On cache miss the dominant cost is:

  • Worker queue wait time (near-zero at low load; grows under backlog)
  • Model predict_proba() call (< 10 ms for current model size)
  • Feature assembly from pre-computed batch data (< 5 ms)

The 30 s hard timeout (_SYNC_TIMEOUT) is a ceiling, not a performance target. A timeout response (504 Gateway Timeout) indicates a worker backlog or worker failure, not normal operation.


Async inference

The async path (POST /predict/async/) returns immediately (< 20 ms). Task completion time depends on:

  • Worker availability (how many celery-worker-ml pods are running)
  • Queue depth at submission time
  • Model inference time

Under normal conditions with 2 workers and low load, completion is typically < 5 s. Under sustained load or worker restarts, tasks queue in RabbitMQ until a worker is available.

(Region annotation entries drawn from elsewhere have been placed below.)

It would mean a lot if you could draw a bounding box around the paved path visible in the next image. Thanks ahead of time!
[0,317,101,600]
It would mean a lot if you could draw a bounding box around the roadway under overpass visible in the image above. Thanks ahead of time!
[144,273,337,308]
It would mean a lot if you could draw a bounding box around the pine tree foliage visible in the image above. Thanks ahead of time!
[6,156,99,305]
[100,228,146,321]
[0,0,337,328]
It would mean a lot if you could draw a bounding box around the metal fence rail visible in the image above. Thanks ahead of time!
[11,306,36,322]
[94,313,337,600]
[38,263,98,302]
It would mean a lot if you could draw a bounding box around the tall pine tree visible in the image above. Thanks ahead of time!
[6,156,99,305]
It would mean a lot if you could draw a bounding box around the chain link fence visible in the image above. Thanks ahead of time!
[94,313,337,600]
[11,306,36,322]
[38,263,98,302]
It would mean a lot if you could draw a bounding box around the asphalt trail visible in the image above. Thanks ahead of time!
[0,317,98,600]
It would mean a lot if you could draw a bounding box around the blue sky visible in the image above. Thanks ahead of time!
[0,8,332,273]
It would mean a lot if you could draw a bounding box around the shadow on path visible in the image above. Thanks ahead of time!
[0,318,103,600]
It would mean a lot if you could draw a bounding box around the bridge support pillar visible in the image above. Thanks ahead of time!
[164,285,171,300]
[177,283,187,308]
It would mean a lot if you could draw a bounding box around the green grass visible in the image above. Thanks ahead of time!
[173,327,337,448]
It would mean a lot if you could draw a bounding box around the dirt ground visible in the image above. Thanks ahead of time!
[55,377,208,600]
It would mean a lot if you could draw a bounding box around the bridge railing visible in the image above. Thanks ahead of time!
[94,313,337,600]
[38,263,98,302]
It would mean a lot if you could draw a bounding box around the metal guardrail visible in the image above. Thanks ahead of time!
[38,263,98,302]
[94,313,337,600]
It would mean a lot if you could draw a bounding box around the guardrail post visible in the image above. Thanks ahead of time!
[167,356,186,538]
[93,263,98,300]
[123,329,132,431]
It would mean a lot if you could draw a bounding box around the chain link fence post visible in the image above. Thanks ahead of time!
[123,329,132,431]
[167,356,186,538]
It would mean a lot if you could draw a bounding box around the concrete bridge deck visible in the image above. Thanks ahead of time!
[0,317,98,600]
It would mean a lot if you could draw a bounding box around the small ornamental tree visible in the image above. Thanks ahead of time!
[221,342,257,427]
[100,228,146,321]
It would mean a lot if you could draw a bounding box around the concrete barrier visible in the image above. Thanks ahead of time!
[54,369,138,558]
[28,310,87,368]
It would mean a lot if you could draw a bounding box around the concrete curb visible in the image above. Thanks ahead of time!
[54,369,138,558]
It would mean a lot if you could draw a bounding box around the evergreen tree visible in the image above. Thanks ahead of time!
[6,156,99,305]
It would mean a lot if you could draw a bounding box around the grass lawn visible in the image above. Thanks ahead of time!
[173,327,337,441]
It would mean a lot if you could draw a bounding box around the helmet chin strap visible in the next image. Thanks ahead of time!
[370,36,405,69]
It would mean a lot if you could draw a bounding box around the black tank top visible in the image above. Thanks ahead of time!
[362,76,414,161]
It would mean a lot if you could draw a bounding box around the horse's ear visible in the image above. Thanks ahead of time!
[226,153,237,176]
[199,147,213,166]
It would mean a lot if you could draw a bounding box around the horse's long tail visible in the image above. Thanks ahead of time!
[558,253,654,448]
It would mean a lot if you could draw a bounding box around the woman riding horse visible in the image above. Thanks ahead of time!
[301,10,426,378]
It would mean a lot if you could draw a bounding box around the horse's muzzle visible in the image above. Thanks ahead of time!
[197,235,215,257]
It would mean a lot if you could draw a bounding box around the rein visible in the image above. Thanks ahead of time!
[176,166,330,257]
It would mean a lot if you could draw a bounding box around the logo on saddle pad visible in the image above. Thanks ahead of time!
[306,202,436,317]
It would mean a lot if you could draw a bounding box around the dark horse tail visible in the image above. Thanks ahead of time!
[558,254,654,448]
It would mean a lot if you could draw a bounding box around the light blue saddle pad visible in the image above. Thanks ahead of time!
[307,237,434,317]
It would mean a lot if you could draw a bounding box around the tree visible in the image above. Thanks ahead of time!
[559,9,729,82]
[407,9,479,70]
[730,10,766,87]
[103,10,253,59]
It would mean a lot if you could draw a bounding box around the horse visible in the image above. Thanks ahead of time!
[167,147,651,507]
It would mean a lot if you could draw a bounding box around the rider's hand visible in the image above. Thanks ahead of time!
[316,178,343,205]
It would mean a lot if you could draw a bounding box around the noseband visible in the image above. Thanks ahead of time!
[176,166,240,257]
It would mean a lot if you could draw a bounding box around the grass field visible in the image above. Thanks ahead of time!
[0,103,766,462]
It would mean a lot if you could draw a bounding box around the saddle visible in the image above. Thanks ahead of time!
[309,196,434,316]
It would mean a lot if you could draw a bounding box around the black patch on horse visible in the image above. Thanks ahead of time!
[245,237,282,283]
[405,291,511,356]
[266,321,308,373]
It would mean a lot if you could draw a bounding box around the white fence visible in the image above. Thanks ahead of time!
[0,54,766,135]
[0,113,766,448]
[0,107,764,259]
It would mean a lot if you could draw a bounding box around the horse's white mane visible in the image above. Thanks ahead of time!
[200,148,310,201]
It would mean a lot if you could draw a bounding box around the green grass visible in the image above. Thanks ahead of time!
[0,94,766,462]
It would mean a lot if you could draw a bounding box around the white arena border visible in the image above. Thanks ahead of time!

Worker cold start / lazy model load

The first inference request handled by a freshly started celery-worker-ml process triggers a model load from the MLflow Registry. This load takes a few seconds. All subsequent requests in that process reuse the loaded model — no per-request load.

Under HPA scale-up, new worker pods incur this one-time cold start cost before contributing to throughput.


Payload and feature lookup characteristics

  • Feature vectors are fixed-width flat dicts; payload size is small (< 2 KB).
  • Batch-lookup (GET /predict/{match_id}) reads from a pre-computed parquet file; no inference occurs.
  • Prediction caching (Redis) eliminates repeated inference for the same input within the TTL window.

How to read performance claims

When interpreting any latency figure in this project's documentation:

  • "Measured" means a load test or profiling run produced the number.
  • "Target" means an informal operational goal — not yet backed by continuous monitoring.
  • "Bound" means a hard limit enforced in code (e.g., 30 s timeout).

The values on this page are targets and bounds, not measured facts, unless explicitly stated otherwise.